Critique de Biche Boy de Bo Rainotte (maelström reevolution)
Bo Rainotte, dans "Biche Boy", ne se contente pas d’écrire : il.elle s’écrit. À travers un journal “intimement poétique”, c’est une voix rare, entière, mouvante et bouleversante qui s’impose — une voix qu’on n’oublie pas, parce qu’elle prend aux tripes, qu’elle dit la faille et l’élan, le chaos du cœur et la fureur d’exister avec une audace qui coupe le souffle.
Ce livre, c’est l’anatomie d’un désir - ; pas seulement érotique, mais existentiel, brûlant : le désir d’être vu.e, reconnu.e, aimé.e, désiré.e pour ce qu’on est, dans la complexité des identités, des corps, des émois. Rainotte ne triche pas. Il.elle se donne tout entier.e, dans des fragments de vie saisis à vif : premiers émois adolescents, douleurs de la rupture, envols artistiques, mises à nu physiques et psychiques, colère face à la norme, soif d’amour brut.
« Je suis tombée amoureuse et maintenant je fais quoi ? Je vis toute seule ? J’oublie ? Je passe à autre chose ? J’y arrive pas ». C’est là, dans cet aveu à vif, que palpite le cœur du livre : un cri nu, sans posture, sans masque. Ce n’est pas un rôle, c’est une chair, une âme mise à nu, dans la lumière crue du réel.
La voix de Bo est traversée de contradictions, de tensions fécondes : elle est à la fois fragile et offensive, gouailleuse et poétique, crue et tendre. C’est une voix qui dit « je » sans chercher à plaire, mais avec une irrépressible envie d’être entendue : « J’ai envie d’écrire pour ne plus penser, j’ai envie d’écrire pour m’empêcher de crier, pleurer. L’air de rien, j’ai besoin d’amour » (p. 32). Chaque mot sonne juste, parce qu’il est incarné. Parce qu’il vient d’un lieu profond où l’intime devient politique, où le sexe devient geste de liberté, où le chagrin devient acte de création.
Ce désir d’être — de vivre en grand, d’aimer en vrai, de jouir sans se cacher — traverse chaque page. Même dans l’humour, dans les listes absurdes, les lettres de motivation pour tester des sextoys (p. 49), même dans les élans les plus pop ou les bribes de réseaux sociaux, c’est toujours la même urgence qui s’entend : celle de n’être à moitié rien pour personne, mais entièrement soi pour toujours.
La parole de Bo est une transgression douce et violente à la fois. Elle ne se réclame pas d’un militantisme pur, mais d’un vécu qui crie, qui danse, qui désire. « Je veux être la petite salope de quelqu’un » (p. 47) dit-elle.

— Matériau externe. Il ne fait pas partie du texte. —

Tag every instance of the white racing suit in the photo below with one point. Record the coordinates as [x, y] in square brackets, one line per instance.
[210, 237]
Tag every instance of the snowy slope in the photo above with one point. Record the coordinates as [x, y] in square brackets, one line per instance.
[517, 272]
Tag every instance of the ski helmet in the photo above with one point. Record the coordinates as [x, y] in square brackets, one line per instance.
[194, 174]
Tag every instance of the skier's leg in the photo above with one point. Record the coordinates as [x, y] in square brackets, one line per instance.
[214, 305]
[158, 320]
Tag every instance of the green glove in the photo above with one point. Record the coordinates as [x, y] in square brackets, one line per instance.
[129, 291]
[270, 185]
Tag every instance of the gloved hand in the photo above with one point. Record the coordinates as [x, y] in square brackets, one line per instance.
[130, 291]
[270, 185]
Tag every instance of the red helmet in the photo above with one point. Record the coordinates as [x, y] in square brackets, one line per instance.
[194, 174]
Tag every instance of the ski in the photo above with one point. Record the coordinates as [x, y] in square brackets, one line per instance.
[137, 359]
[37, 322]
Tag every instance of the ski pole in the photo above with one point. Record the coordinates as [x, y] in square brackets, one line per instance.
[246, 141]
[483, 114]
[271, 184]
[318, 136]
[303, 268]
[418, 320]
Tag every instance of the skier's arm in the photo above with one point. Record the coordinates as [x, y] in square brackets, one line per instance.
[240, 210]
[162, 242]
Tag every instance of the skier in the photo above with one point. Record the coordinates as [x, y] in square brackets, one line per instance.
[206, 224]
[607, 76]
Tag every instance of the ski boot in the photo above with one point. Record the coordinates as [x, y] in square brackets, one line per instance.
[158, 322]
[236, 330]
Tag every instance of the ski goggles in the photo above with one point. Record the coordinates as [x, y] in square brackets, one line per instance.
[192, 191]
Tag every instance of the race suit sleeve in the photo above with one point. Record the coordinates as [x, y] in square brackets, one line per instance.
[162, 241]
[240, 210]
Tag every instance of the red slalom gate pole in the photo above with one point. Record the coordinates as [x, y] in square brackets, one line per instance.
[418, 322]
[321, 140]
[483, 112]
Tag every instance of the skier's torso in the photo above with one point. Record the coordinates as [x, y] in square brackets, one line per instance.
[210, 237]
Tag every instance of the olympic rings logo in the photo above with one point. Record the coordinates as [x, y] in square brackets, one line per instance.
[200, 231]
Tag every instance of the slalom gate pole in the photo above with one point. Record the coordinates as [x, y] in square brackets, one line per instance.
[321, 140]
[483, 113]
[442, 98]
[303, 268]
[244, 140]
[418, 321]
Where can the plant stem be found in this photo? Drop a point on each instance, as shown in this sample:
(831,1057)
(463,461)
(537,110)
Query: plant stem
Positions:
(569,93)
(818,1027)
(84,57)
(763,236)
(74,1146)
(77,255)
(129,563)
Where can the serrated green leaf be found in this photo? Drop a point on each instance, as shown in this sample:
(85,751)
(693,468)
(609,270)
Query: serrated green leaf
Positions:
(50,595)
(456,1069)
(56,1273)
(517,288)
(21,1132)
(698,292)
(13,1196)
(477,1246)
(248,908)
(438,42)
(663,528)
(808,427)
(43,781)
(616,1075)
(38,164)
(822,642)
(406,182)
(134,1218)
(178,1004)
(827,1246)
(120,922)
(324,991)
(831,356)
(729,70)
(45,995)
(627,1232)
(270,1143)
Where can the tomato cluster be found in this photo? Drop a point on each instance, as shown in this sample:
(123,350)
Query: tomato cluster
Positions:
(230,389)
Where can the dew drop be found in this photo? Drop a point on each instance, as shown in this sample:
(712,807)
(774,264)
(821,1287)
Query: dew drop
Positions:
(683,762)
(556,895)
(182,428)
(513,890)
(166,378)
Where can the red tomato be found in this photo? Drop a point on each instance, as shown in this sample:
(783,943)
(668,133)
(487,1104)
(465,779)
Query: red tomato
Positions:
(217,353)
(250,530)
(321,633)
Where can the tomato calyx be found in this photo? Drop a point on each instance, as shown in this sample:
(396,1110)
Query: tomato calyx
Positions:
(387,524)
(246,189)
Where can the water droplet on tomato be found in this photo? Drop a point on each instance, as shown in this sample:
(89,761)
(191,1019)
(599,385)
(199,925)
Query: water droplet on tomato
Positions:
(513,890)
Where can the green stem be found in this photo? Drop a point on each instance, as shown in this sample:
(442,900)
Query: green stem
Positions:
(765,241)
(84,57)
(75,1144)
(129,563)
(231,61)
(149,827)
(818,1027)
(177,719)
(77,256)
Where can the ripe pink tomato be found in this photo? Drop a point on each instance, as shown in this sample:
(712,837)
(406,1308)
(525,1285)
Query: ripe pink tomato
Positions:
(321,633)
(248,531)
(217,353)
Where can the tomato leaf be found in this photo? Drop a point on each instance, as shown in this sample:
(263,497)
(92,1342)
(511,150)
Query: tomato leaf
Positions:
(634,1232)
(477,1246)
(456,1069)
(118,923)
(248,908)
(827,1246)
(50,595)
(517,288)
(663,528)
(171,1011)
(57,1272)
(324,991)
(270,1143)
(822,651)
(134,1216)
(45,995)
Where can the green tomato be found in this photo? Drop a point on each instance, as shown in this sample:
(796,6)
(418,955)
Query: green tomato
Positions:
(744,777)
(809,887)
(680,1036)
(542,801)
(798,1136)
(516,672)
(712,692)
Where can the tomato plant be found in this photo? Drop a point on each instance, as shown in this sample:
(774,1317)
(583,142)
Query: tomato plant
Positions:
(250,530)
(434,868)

C’est à la fois cru et bouleversant : ce n’est pas de sexe qu’il s’agit, c’est de réciprocité, de choix, de possibilité. Derrière chaque mot cru, il y a une quête : d’amour vrai, de présence totale, de fusion choisie.
La langue de Rainotte, toujours mouvante, épouse la forme de ses pensées, de ses élans, de ses excès. Elle est « un cœur de plume qui voudrait prendre son bain dans une tasse de thé » (p. 48), mais elle est aussi une colère, une revendication, un souffle contre la norme, contre la peur, contre la solitude.
"Biche Bo"y n’est pas un journal intime au sens traditionnel. C’est plutôt un manifeste intime. Une œuvre d’émancipation, d’incandescence, de vulnérabilité souveraine. Un livre qui rappelle que dire « je » est un acte de courage. Que désirer est un acte politique. Que s’écrire, c’est refuser d’être effacé.e.
Ce livre ne se lit pas, il se reçoit, il se traverse. On y entend une voix qui ne cherche pas à convaincre, mais à exister plus fort. Et c’est peut-être cela le plus bouleversant : Bo Rainotte nous fait ce cadeau immense d’une sincérité désarmante, d’une liberté désirable, d’un amour immense — de soi, des autres, de la vie. Même cabossée. Surtout cabossée.
Bo Rainotte est né à Verviers et a été adopté par Bruxelles à sa majorité où il est diplômé du Conservatoire. Comédien, MC Techno, performer pour la Fondation Sonore, prof de hip-hop, français, philo et mannequin lingerie. Il ajoute des plumes à ses ailes jusqu’en 2016, où il crée le compte Biche de Ville sur les réseaux sociaux afin de rendre sa poésie accessible. Il réalise le film Veux Moi puis écrit et compose l’album Kevin, un opus singulier de pop electro clash ponctuée d’intermèdes parlés.
Auteur, compositeur, interprète, acteur, réalisateur, performer, Bo est un artiste couteau suisse au service du sens. Poète punk et artiviste, il écrit tout haut ce que nous vivons tout bas. Sa poésie est intime, multiple et libre.